Experimental fine dining in Sheung Wan

Despite Hong Kong’s sweaty summers, I’m still willing to trek around the steep streets of Sheung Wan for the right reason. The streets in this area are so charming, often filled with independent galleries, antique shops, and, of course, restaurants. On a recent evening, I wandered up Sai Street to visit the understated A Side / B Side.

Location and vibe

Before I moved to Hong Kong, Sai Street was one of my favourite streets as a tourist because it has so much character. There was bright paint from new restaurants, aged metal doors outside dated walk-ups, rough concrete steps lining the Street, and so on. A great mix of old and new, and I’ve seen a few photography/fashion shoots over the years. Today, it’s sad to see a few shuttered businesses but the A Side / B Side remains at the top of the street (across from long standing gallery Sin Sin Atelier).

The space and the Chef

Guests are seated around a large open kitchen, but it’s not overly hot or steamy. The restaurant seats around 15 people total, and the chef, Jon Irwin, and his assistant are a small but efficient team doing everything that needs to be done. Jon’s worked in Michelin-starred restaurants including Akrame (both the Paris and Hong Kong locations) and now showcases his creative cooking as both the Managing Partner and Chef de Cuisine at A Side / B Side.

The meal

We tried the six-course Chef’s menu ($795).

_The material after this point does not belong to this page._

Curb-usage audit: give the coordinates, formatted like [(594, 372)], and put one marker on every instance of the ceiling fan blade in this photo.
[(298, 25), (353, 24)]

First up was a Norwegian salmon atop an avocado, apple and cucumber jelly. The salmon was very fresh and fatty, and delicious with the thin layer of nori. It contrasted well with the spa food-like jelly, though the cucumber taste was quite strong and may not be to everyone’s liking.

The foie gras nuggets were fantastic! Each nugget contained a sinful amount of foie and had a fragrant, chewy crust. The sauce underneath the nuggets was made of strawberry and black pepper grains, while some lemon sprinkled on top helped cut through the heaviness. A special dish you don’t see everyday.

I consider this warm mushroom salad to be like a forest in a bowl. The base is a chopped mushroom soil, where snails and chunks of Madeira glazed-mushrooms live, and the whole dish is protected by thin mushroom leaves (“carpaccio”). There were many textures in this dish which took some getting used to, but the overall flavour was very pleasing. It was rich and intense, sweet and savoury, and very moreish. One of my favourite dishes of the night.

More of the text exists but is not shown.